No job is worth ongoing abuse. Get away from this boss and get your life back. You may need to document the abuse and get legal advice. Or talk through your options with a mentor, close friend/partner, coach, or counsellor. Don’t make impulsive, emotional decisions you might regret.
Lead Up: Strategies for Managing Your Manager
Strong leaders don’t allow themselves to be victims of a bad boss. You may have lost the “boss lottery” and, through no fault of your own, end up reporting to an ineffective manager.
You may not have chosen your boss, but you can choose how to respond:
- Fire a bully boss — if these approaches don’t work and your boss is crossing the line from bad to bullying leadership, don’t be a victim or enabler.
- Strengthen your credibility and relationship — deliver your commitments, take initiative, look for solutions, know what keeps your boss up at night, and leverage your boss’ strengths.
- Check your timing and approach — tailor your approach to using facts or feelings, catch the waves of restructuring or shifting priorities, and manage the emotional climate.
- Don’t wait, initiate — clarify poor direction he or she might be providing, regularly check expectations and results, and frame discussions within organizational strategies.
- Speak up — give (honest) positive feedback, play to his or her strengths, and provide feedback on his or her negative behavior with data or observations without assuming intent, meaning, or drawing conclusions.
You’ll find more upward leadership strategies at Upward Leadership: 7 Tactics to Influence Your Boss, Boss Leadership Tips and Techniques, tips for upward leadership, and Bad Boss: Learn How to Manage Your Manager.
Are You “That Boss?”
Are you a boss making life miserable for everyone on your team?

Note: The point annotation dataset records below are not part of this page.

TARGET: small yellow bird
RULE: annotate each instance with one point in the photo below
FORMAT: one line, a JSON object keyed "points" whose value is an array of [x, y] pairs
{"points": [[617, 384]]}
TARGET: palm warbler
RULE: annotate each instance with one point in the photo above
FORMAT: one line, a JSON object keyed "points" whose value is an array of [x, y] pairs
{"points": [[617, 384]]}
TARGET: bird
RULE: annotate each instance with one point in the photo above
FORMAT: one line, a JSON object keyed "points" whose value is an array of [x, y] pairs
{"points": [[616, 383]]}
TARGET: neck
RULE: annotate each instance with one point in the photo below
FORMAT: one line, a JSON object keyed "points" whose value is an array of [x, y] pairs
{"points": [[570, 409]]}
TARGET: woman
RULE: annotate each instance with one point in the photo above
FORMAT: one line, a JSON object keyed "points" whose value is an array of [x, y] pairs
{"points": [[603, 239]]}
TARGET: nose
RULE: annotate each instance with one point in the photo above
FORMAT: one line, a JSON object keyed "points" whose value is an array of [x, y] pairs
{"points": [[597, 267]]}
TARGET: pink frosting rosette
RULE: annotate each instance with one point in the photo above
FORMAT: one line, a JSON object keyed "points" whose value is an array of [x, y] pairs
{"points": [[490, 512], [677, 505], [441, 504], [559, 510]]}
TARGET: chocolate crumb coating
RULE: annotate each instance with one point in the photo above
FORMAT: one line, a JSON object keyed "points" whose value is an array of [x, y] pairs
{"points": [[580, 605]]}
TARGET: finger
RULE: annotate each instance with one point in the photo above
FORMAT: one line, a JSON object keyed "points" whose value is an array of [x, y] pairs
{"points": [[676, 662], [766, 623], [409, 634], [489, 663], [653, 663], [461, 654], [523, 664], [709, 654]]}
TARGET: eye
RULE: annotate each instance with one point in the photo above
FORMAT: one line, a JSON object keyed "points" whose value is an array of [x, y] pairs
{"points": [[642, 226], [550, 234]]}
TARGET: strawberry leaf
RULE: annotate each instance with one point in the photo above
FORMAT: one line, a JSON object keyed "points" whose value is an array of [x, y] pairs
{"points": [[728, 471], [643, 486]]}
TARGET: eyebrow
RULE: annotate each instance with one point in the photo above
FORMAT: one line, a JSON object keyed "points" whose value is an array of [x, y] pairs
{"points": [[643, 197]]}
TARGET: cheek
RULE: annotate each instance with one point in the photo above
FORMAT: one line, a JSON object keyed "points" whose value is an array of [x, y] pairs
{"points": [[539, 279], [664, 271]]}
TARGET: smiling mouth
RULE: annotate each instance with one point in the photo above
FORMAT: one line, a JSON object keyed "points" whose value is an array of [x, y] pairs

Do people have to tip-toe around you and avoid speaking their truth? How do you know? Are you me-deep in fooling yourself? If you were promoted because of your technical expertise, you might be one of those bright professionals who fall into the techno-manager trap.
It’s easy to see bad or bullying leadership in others. It’s tougher to recognize our leadership shortfalls. As American social psychologist, professor, and author, Jonathan Haidt, said, “we judge others by their behavior, but we think we have special information about ourselves — we know what we are ‘really like’ inside, so we can easily find ways to explain away our selfish acts and cling to the illusion that we are better than others.”

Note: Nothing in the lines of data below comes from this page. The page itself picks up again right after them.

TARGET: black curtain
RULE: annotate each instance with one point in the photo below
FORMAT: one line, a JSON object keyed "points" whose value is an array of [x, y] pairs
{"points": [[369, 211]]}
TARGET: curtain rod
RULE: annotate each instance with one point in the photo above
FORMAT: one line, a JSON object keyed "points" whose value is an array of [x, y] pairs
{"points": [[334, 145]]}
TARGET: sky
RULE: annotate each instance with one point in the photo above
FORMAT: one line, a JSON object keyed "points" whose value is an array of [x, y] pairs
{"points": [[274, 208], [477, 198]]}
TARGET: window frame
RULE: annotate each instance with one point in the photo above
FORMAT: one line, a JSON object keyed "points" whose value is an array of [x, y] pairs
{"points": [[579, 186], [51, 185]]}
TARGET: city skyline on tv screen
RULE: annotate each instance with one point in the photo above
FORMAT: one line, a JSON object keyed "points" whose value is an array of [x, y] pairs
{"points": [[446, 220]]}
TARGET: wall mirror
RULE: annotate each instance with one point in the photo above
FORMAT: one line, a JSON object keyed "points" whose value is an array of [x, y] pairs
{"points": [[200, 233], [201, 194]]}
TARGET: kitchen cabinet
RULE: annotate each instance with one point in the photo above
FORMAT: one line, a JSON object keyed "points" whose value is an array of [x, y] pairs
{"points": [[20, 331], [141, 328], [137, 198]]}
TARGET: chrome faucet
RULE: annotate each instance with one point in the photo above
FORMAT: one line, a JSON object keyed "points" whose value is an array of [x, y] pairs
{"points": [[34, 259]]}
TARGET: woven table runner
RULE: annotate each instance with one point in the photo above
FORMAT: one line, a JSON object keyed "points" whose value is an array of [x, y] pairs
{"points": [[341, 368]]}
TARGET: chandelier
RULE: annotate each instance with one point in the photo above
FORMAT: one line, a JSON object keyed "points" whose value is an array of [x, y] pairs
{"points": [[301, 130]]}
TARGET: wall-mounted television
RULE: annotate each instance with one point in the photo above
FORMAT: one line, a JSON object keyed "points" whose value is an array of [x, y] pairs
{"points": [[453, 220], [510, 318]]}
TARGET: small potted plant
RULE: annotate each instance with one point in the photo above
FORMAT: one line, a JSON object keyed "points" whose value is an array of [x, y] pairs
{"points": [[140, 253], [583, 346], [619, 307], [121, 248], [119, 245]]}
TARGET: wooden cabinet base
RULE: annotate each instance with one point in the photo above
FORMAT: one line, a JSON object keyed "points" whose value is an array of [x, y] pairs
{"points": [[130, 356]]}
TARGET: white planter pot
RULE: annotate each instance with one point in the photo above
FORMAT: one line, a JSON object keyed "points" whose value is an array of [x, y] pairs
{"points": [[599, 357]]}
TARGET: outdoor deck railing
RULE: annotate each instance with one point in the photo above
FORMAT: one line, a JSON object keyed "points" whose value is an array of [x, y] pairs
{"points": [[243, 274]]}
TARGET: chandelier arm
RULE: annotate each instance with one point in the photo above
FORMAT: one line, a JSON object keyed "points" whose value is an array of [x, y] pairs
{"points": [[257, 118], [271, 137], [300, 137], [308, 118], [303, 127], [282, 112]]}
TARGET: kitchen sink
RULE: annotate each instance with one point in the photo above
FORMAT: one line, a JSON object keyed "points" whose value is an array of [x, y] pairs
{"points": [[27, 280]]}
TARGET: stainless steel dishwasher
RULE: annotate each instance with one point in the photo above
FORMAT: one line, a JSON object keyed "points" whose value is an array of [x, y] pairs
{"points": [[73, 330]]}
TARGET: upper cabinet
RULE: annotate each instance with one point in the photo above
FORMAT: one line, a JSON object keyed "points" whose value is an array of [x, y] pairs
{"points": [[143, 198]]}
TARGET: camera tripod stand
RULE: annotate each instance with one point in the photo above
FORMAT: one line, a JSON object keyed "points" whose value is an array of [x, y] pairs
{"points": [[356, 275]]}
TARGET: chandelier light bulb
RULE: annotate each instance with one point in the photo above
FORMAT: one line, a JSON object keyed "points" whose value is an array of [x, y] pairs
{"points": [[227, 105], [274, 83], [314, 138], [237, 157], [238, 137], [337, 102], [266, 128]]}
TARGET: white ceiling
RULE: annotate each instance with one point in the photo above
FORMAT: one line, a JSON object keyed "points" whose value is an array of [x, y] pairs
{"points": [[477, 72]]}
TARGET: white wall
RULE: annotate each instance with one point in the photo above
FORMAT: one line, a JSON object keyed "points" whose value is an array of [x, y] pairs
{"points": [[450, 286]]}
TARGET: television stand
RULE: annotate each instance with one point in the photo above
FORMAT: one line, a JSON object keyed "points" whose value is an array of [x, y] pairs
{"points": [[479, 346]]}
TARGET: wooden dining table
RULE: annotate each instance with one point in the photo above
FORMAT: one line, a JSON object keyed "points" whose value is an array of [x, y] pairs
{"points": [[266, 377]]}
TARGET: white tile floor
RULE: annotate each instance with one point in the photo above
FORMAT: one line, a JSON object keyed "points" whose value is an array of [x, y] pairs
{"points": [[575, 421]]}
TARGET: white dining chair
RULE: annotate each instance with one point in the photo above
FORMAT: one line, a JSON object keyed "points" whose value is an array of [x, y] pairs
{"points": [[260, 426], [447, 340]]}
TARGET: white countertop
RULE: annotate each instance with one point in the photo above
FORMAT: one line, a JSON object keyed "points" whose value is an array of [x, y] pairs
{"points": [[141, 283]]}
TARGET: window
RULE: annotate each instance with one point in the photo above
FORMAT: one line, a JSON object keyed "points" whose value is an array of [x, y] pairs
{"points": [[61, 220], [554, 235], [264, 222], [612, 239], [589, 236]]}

Less effective leaders often have deadly blind spots that cause them to become sincere hypocrites. They blithely become “that boss.”
The Workplace Bullying Institute notes, “abuse at work is the only form of abuse in America that is not yet taboo. All other forms have been condemned — abuse of children, spouses, partners — while bullying at work is still considered a normal, inevitable, or even a necessary business practice.”
Are you the victim, or even the enabler of, a bad or bullying boss? What kind of boss are you? Are you growing horns? How do you know?